Identify at-risk patients. Age, ethnicity, health history, gender, geographic location and other population health data give healthcare professionals a pretty good idea of who will get sick. Obviously, primary care providers also have a significant role to play when it comes to identifying potential health problems and engaging the patient in a plan to avoid them.
When it comes to at-risk patients, technology is essential but not sufficient on its own. A better approach might be a care management scenario that combines big data analytics, the collaboration of multiple providers and human insight.
Monitor patients’ vitals and welfare. For a while now, wearable devices have given healthcare the ability to track patients outside of the hospital and clinic. That tracked data can be relayed wirelessly back to the EHR and is available to physicians when they check patient status.

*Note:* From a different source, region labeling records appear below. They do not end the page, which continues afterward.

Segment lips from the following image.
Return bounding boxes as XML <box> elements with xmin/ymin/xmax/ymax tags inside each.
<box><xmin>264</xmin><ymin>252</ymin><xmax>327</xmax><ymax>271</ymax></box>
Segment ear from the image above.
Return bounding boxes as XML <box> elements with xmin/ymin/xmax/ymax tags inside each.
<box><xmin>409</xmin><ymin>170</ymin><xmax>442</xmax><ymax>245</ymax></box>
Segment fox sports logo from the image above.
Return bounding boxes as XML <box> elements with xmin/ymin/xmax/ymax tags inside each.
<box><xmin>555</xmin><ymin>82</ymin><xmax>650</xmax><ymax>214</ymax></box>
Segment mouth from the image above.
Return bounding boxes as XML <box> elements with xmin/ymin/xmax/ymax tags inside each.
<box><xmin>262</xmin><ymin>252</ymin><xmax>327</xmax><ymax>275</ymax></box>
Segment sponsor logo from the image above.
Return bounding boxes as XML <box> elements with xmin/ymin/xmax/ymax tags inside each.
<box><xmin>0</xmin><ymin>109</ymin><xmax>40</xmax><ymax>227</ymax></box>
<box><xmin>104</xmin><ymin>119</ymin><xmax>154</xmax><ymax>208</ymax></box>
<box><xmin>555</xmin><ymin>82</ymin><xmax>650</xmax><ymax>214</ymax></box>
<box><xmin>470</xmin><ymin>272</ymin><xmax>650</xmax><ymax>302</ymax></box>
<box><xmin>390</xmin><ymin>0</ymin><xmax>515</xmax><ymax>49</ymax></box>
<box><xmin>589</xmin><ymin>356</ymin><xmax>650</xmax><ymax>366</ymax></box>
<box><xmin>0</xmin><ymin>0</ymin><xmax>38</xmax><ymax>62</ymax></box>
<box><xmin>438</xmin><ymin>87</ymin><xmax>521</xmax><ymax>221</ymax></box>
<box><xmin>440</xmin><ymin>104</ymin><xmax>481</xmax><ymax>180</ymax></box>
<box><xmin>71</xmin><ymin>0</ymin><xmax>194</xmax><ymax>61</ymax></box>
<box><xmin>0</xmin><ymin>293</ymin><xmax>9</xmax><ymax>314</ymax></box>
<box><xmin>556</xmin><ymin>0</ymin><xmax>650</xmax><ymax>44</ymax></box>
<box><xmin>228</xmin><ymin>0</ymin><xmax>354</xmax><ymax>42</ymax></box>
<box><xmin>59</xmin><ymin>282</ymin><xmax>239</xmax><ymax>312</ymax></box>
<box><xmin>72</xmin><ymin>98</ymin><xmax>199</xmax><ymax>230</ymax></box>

Remote patient evaluation is also available more directly via telehealth. Through remote consultations and evaluations, a physician can usually determine whether a patient should come to the hospital or is fine at home. As is often mentioned, telehealth offers great potential in terms of treating patients in remote areas where hospitals and specialists are few.
Remind patients of appointments. No-show rates for patients vary wildly—anywhere from 5 percent to 55 percent—with similarly varying impact on patient health. Sometimes a patient misses a cardiac stress test and shortly thereafter suffers a heart attack. Other times a routine checkup is missed with no physical fallout.
The point is that patient portals and regular communication provide services both banal—the patient is simply reminded that they have an appointment—and potentially essential in the case of a cardiac diagnostic. Regular communication in advance of a test is an opportunity to provide patients with reassurance and more information on the potential benefits of attending the appointment.
Empower them to manage their own care. Especially regarding behavioral health, technology enables patients to learn self-management techniques that improve coping skills and ideally prevent incidents requiring hospitalization. Support for self-directed or self-managed care comes from Health and Human Services, the Centers for Disease Control and Stanford University Medical School, among others. For self-directed care objectives, mobile phone applications can remind people to take medications, track heart rates, help with stress and anxiety, and improve thinking skills, to name but a few benefits.
It’s limiting, however, to think of self-managed care as essentially behavior health-related. All patients can benefit from technological assistance with taking medications regularly, improving dietary choices, monitoring blood pressure and getting some exercise. All of these daily activities could help keep someone out of the hospital.
Provide educational information. The internet is a jungle of information, some of it benign and some much less so. Hospitals and practices can direct patients toward reliable sources and can provide their own via PDF documentation and the patient portal. In fact, the internet is both an animating and potentially complicating factor in patient care, requiring providers, perhaps especially nurses, to evaluate information patients bring to appointments and correct as necessary.
Of course, the ultimate focus in reducing hospital admissions is on patient health and welfare, but the corollary is runaway health costs in the United States and the need to wrestle them into submission. Once hospital admissions take place, things get expensive, making just about all efforts leading up to the hospital visit more attractive and cost effective.
The federal government has made reducing hospital readmissions a primary objective and a criterion impacting hospital reimbursements. But there can’t be a readmission if admission is avoided in the first place. Moving forward, integrated, aware health systems will focus as much on preventing hospital visits as they will on making sure patients don’t come right back.